He made a po-faced apology, yet followed it up with a disgraceful tirade to reporters about a former aide who told police the mayor offered to perform oral sex on her. “It says I wanted to eat her p—y,” Ford blurted. “I would never do that. I’m happily married. I’ve got more than enough to eat at home.”

Here, then, is a man who has pulled off the unlikely feat of inducing sympathy for Toronto from the outside world. Canadians who had fine-tuned their Toronto-bashing skills now shake their heads in pity, while U.S., British and Australian media ask earnestly whether Ford has forever altered the city’s image as a model of well-ordered cosmopolitanism.
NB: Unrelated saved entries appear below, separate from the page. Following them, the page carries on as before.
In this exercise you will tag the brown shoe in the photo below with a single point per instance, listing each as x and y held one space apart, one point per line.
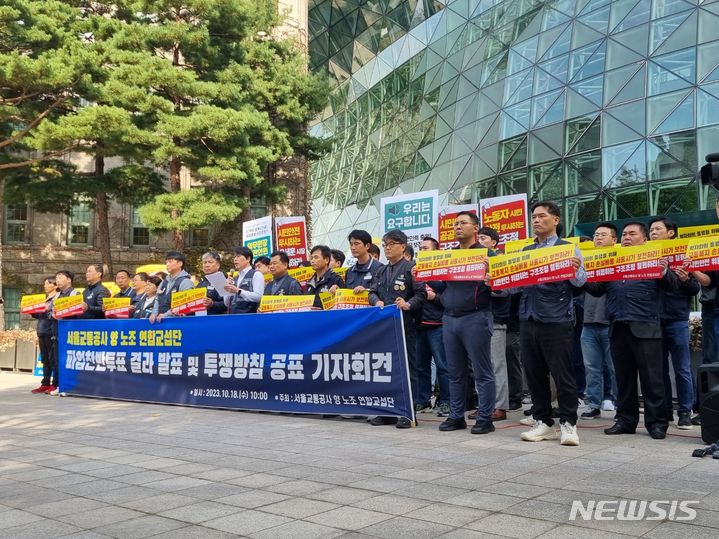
499 415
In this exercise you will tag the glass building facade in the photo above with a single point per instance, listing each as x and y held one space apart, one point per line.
606 107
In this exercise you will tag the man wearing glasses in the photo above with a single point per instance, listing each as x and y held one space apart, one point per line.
396 285
467 332
595 341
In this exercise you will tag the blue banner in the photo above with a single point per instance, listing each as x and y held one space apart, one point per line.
323 362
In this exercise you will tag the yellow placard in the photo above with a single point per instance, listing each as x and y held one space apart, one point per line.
702 231
514 263
301 274
345 298
183 297
67 302
116 303
31 300
273 304
517 245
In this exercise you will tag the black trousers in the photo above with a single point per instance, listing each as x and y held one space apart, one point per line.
547 349
514 368
49 360
632 356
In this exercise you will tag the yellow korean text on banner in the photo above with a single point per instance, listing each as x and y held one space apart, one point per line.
619 263
345 298
68 306
33 304
188 301
117 307
535 266
286 304
703 253
703 231
517 245
674 250
452 265
301 274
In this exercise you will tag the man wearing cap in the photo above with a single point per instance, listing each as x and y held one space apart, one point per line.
248 284
177 279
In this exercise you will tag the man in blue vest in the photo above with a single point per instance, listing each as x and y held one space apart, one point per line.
546 314
248 285
467 333
281 284
177 279
635 338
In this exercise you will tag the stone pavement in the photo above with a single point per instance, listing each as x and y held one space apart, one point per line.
77 467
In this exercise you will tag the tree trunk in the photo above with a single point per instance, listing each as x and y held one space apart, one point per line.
2 205
178 238
101 207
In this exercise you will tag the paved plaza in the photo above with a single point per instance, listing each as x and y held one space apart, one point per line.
77 467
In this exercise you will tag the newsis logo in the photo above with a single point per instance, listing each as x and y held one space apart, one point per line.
633 510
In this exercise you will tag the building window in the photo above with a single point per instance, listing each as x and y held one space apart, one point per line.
199 237
16 223
79 226
12 307
140 234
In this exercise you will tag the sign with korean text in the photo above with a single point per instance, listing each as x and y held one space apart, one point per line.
517 245
415 214
68 306
117 307
674 250
286 304
291 233
346 299
703 231
453 265
619 263
535 266
447 216
33 304
188 301
257 236
703 253
323 362
507 215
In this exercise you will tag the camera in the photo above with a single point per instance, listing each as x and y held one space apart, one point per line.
709 173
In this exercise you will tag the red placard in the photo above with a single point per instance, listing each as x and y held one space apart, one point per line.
292 238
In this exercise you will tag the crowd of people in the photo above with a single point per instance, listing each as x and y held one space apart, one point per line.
471 348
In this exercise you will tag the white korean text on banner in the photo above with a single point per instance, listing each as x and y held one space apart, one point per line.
257 236
415 214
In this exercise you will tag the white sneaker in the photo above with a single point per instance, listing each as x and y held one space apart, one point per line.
540 431
608 406
568 434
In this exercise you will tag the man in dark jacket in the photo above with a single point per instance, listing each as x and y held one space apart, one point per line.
44 337
676 305
396 285
281 284
595 340
214 302
324 279
94 292
635 336
430 345
546 313
360 275
467 332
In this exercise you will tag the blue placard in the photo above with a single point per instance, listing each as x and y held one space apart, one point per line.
324 362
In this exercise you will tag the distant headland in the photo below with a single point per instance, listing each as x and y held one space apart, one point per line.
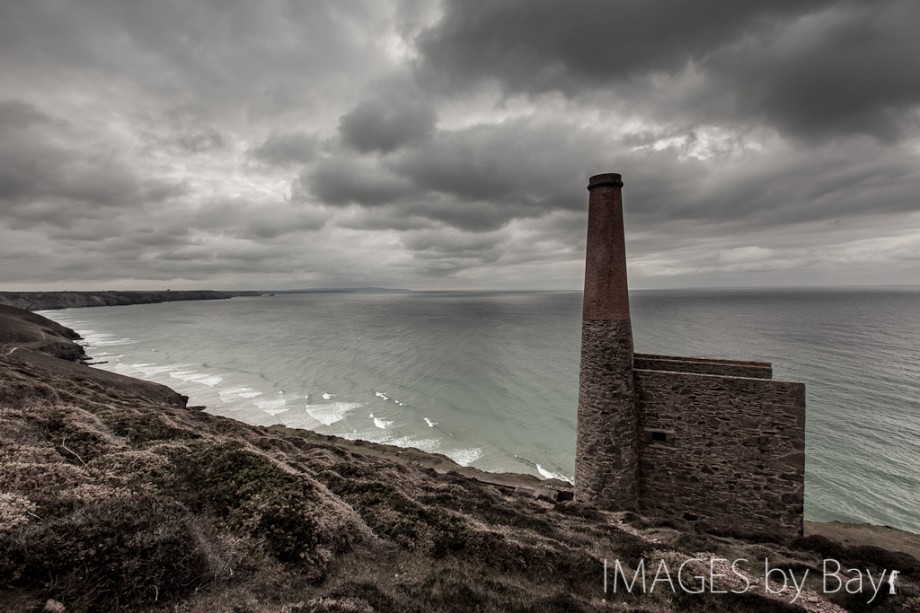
42 301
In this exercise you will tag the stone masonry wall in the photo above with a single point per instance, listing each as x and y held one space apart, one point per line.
704 366
725 453
606 453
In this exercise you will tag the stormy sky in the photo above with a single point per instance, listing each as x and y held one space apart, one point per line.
424 145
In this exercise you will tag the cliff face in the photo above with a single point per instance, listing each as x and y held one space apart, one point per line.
115 496
37 301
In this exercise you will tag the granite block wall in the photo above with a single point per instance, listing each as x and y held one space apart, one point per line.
706 366
606 453
725 453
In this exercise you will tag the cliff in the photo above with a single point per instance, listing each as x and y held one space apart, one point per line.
116 496
38 301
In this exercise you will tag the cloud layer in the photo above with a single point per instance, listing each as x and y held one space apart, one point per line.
401 143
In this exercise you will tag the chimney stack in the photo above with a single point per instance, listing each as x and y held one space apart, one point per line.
606 458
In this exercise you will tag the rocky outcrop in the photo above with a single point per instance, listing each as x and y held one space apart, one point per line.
38 301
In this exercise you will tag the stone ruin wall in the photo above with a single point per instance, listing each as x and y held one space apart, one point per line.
726 453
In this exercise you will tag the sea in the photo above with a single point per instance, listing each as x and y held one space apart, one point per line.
490 379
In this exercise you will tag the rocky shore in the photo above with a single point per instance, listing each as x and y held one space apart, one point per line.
38 301
114 495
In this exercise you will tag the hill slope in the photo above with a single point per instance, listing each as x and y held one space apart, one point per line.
115 496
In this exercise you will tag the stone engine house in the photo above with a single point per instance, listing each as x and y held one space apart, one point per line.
718 443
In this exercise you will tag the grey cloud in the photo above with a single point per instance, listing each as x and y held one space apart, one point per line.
815 69
849 71
386 124
290 149
535 46
347 180
200 141
42 178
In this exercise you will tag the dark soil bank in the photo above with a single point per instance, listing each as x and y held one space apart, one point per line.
116 496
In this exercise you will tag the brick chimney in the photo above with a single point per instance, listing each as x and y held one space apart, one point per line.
606 457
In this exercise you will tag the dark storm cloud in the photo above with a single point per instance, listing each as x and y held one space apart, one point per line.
291 149
537 45
809 68
46 176
348 180
393 142
386 124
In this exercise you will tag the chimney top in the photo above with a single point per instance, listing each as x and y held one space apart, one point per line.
608 179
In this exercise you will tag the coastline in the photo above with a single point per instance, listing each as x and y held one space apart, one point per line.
288 517
40 301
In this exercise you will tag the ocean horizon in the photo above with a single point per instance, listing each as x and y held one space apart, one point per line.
490 378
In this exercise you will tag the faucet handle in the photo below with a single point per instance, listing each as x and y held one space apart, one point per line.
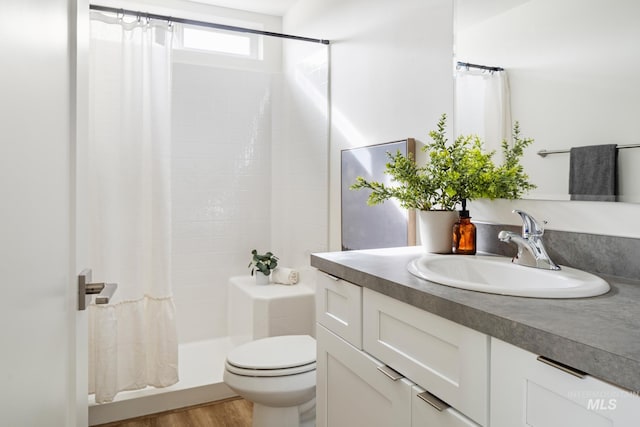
530 226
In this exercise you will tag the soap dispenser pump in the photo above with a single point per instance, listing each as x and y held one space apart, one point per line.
464 233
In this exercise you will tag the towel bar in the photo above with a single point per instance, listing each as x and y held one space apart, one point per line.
545 153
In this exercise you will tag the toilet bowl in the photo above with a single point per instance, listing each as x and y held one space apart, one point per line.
277 374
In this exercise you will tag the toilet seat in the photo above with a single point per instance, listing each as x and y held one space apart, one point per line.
273 357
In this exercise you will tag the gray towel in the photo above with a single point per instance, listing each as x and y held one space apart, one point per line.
593 173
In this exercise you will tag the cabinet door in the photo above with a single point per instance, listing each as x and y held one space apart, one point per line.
429 411
351 391
448 359
528 392
339 308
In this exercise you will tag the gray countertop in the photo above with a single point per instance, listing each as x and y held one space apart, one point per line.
598 335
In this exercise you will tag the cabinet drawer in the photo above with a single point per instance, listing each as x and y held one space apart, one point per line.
449 360
423 414
528 392
351 391
339 308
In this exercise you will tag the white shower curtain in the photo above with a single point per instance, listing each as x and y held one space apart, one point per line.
132 340
483 106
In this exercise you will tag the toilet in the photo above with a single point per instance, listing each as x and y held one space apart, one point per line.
274 362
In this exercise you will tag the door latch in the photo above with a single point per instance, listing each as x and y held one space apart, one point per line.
86 290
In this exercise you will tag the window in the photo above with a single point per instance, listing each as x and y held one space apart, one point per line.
209 40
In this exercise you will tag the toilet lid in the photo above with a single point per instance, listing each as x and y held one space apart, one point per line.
282 352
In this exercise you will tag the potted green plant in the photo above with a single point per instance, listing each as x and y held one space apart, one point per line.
453 172
261 265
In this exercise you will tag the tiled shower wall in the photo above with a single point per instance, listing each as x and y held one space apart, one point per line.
248 171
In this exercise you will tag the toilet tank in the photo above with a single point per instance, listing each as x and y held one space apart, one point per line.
260 311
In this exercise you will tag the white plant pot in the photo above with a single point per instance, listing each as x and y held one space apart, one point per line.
261 279
436 230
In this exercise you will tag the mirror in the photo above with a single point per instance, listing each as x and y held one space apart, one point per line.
573 69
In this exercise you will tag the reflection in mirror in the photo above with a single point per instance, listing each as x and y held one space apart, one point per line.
571 77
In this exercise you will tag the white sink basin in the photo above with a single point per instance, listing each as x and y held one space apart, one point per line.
497 275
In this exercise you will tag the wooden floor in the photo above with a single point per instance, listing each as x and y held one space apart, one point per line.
235 412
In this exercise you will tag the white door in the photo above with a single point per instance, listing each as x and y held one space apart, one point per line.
38 317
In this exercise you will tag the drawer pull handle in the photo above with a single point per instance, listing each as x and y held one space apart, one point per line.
564 368
393 375
433 401
334 278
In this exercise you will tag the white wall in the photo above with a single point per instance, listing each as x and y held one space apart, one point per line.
391 72
391 68
221 188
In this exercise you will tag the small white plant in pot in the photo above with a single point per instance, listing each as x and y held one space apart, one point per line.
262 265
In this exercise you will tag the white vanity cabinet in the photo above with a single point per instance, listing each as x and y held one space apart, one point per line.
357 388
526 391
351 391
448 359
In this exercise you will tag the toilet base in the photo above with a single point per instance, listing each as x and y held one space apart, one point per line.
291 416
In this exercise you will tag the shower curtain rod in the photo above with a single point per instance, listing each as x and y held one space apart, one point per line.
202 23
481 67
545 153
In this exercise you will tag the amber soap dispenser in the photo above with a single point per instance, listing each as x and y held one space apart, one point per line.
464 233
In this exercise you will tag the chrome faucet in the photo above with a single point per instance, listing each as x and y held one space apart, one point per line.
531 250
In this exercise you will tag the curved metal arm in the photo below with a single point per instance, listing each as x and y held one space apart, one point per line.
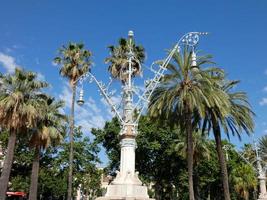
190 39
103 91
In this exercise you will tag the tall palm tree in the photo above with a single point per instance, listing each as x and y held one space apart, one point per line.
19 110
243 179
201 150
239 118
183 94
49 131
75 61
118 60
263 148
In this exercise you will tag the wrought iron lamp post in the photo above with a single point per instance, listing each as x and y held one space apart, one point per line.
127 185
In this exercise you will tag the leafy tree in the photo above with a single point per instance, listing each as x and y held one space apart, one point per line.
201 151
118 60
244 179
182 95
75 61
18 112
237 120
50 130
263 148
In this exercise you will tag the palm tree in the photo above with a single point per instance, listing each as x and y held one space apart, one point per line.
118 60
48 132
244 179
239 118
182 95
200 151
263 148
75 61
18 112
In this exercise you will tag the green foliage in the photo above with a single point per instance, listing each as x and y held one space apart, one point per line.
118 59
74 61
263 148
163 167
54 167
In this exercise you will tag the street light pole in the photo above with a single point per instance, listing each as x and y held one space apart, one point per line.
261 176
127 185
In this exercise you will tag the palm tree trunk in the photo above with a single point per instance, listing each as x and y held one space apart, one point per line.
224 173
34 175
71 143
7 164
189 152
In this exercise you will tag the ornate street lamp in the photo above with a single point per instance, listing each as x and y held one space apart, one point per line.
127 184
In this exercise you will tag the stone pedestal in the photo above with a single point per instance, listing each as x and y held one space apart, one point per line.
263 193
126 185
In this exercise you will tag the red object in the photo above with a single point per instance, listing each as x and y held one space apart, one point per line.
20 194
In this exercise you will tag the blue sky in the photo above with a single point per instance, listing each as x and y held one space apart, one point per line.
32 31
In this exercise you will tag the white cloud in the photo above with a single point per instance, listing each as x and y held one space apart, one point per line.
263 101
54 64
88 116
40 76
8 62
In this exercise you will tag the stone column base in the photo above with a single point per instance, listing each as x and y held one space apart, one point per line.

The obvious answer—no, he’s a blip—raises a greater conundrum: Why do so many Torontonians indulge him? Who are the 30 per cent-plus telling pollsters they approve of Ford, fuelling his determination to win the city’s next mayoral election?

Smart minds have scratched the surface of that question, and their findings are disturbing. Ford’s base of support lies in an increasingly downtrodden circle of suburbs, experts say, where even if residents do not approve of his actions, the more he outrages the wealthier denizens of downtown elites, the better they like it, explains Zack Taylor, a University of Toronto professor who has studied Ford’s vote.

Sadly, neither the mayor nor city council has much chance of lifting these voters’ real burdens, like unstable employment and low wages due to a vanishing manufacturing sector. In Ford, these voters have found an outlet for frustration: a politician entirely without precedent. His detractors can only hope he’s one of a kind.